We are committed to making our workshop fully accessible to persons with disabilities. Please direct any questions or concerns to TAPS workshop coordinators, Michael Stablein (email@example.com) and Catrin Dowd (firstname.lastname@example.org).
ABSTRACT: My presentation connects the use of the spoken arts with children at Progressive Era Chicago settlement houses to our current moment.
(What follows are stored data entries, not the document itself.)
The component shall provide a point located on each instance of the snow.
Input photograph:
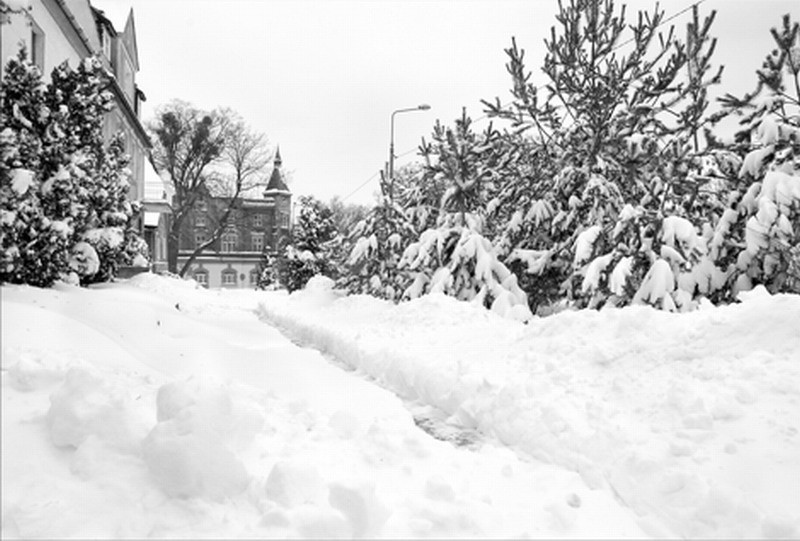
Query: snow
(21, 180)
(584, 244)
(155, 408)
(84, 259)
(113, 237)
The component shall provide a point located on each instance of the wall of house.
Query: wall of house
(215, 268)
(57, 46)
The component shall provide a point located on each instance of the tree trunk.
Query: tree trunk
(172, 251)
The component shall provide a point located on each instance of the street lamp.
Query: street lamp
(423, 107)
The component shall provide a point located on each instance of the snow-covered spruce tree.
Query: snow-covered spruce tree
(607, 143)
(311, 250)
(420, 195)
(33, 252)
(377, 243)
(455, 258)
(757, 239)
(76, 196)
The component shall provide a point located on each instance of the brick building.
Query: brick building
(256, 224)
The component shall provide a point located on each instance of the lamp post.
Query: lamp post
(423, 107)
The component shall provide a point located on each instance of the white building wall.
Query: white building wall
(57, 48)
(215, 270)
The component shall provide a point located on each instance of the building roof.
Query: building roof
(276, 182)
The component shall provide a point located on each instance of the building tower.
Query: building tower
(278, 191)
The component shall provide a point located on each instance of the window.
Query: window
(228, 278)
(37, 45)
(229, 241)
(258, 242)
(106, 39)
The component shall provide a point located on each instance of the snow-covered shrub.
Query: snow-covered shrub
(310, 252)
(591, 169)
(59, 181)
(455, 257)
(377, 243)
(458, 261)
(755, 241)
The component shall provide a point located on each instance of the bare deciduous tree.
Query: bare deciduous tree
(206, 155)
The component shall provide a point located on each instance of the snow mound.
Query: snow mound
(191, 451)
(86, 405)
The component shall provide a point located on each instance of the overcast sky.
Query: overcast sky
(321, 77)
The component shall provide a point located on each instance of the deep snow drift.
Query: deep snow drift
(690, 420)
(152, 408)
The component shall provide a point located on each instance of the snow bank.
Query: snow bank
(150, 408)
(690, 420)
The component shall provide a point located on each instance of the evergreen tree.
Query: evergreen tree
(756, 241)
(612, 131)
(377, 243)
(455, 258)
(310, 252)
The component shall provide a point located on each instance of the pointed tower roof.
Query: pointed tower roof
(276, 182)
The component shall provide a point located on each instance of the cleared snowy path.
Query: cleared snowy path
(691, 420)
(153, 409)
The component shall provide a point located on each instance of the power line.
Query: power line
(345, 198)
(483, 117)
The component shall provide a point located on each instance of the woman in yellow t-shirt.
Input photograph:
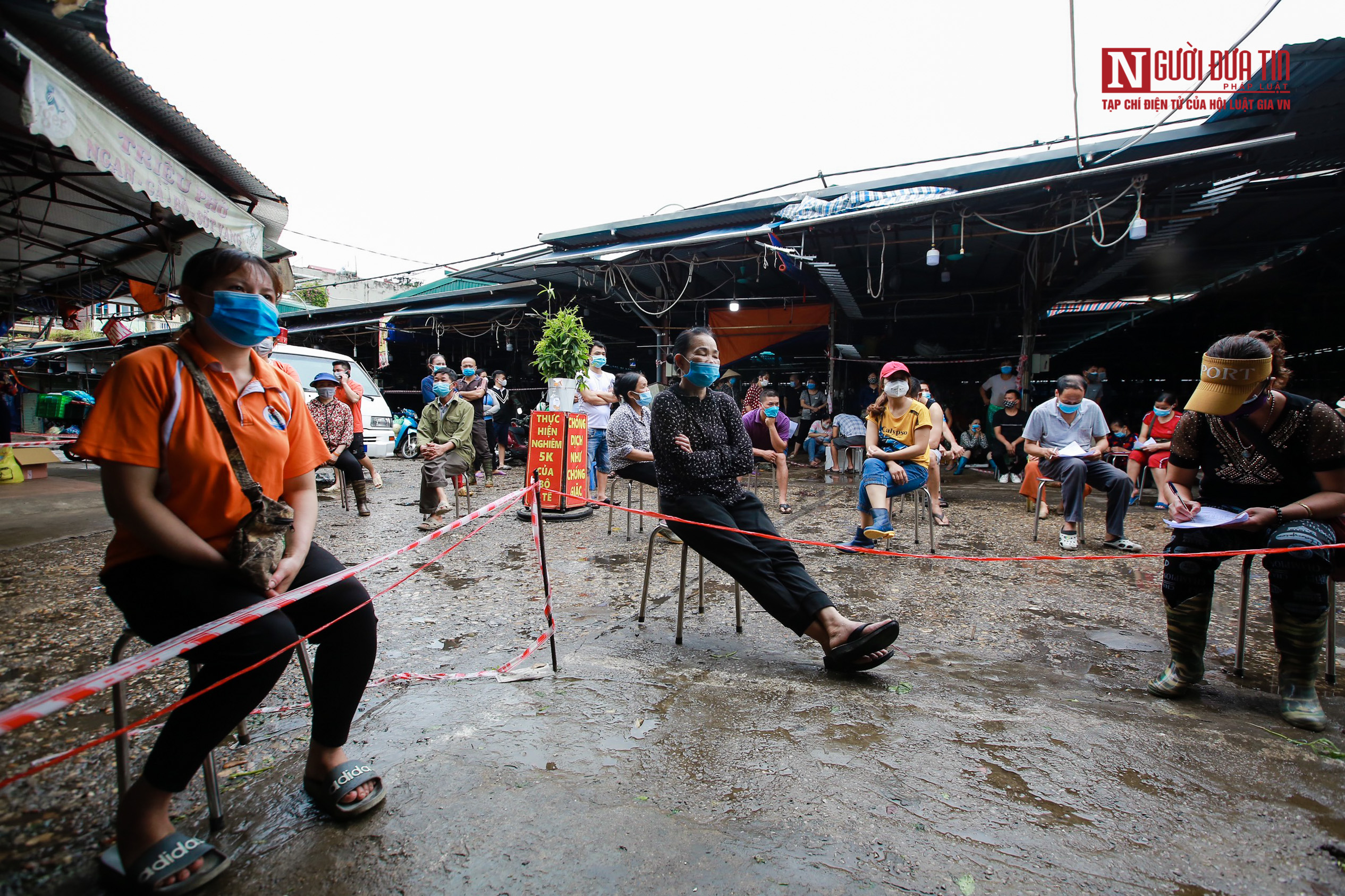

From the 1890s to the 1920s, give-and-take interactions between settlement volunteers and working-class immigrant and African American children resulted in a new methodology of process-oriented, ensemble-based drama centered on storytelling, improvisation, and gameplay. These pedagogical and performative innovations emerged in a context of massive disruption, with urbanization, industrialization, and migration fueling tensions and producing hazardous conditions. Settlement workers mobilized spoken performance to bridge boundaries, extend creative opportunities to underserved communities, and promote civic engagement. Youth performance endeavors ultimately inspired an inclusive and collaborative vision of participatory democracy. The story and games-based techniques that originated at Chicago settlements continue to evolve and thrive at the Piven Theatre Workshop. COVID-19 tasked Piven’s teaching staff with crafting a virtual approach to play and performance. Since the pandemic began, my eight- to twelve-year-old students and I have engaged in the same process of give and take as our settlement predecessors, and many activities that were used at settlements have proven effective on Zoom. While aspects of our current time are unprecedented, settlement workers grappled with similar issues, including public health crises, social and economic inequality, and contested definitions of citizenship and democracy. The questions posed by settlement children’s club leaders over a century ago remain relevant today: How can engaging in everyday acts of cultural production with children help to foster belonging, heal divisions, celebrate diversity, and provide the scaffolding for an ensemble-based politics?
BIO: Fiona Maxwell is a historian, storytelling artist, and theatre educator. A PhD candidate in History at the University of Chicago, her research explores the ways in which volunteers and participants at Progressive Era Chicago settlement houses used the spoken arts to bridge social boundaries and develop a collaborative approach to democracy. She is a lead teacher at the Piven Theatre Workshop, where she teaches youth classes in improv, theatre games, and story theatre, and she has performed in storytelling venues across the Chicago area. Maxwell received a BA in Theatre and History from Northwestern University with a module in Theatre for Young Audiences and a MA in History from the University of Chicago.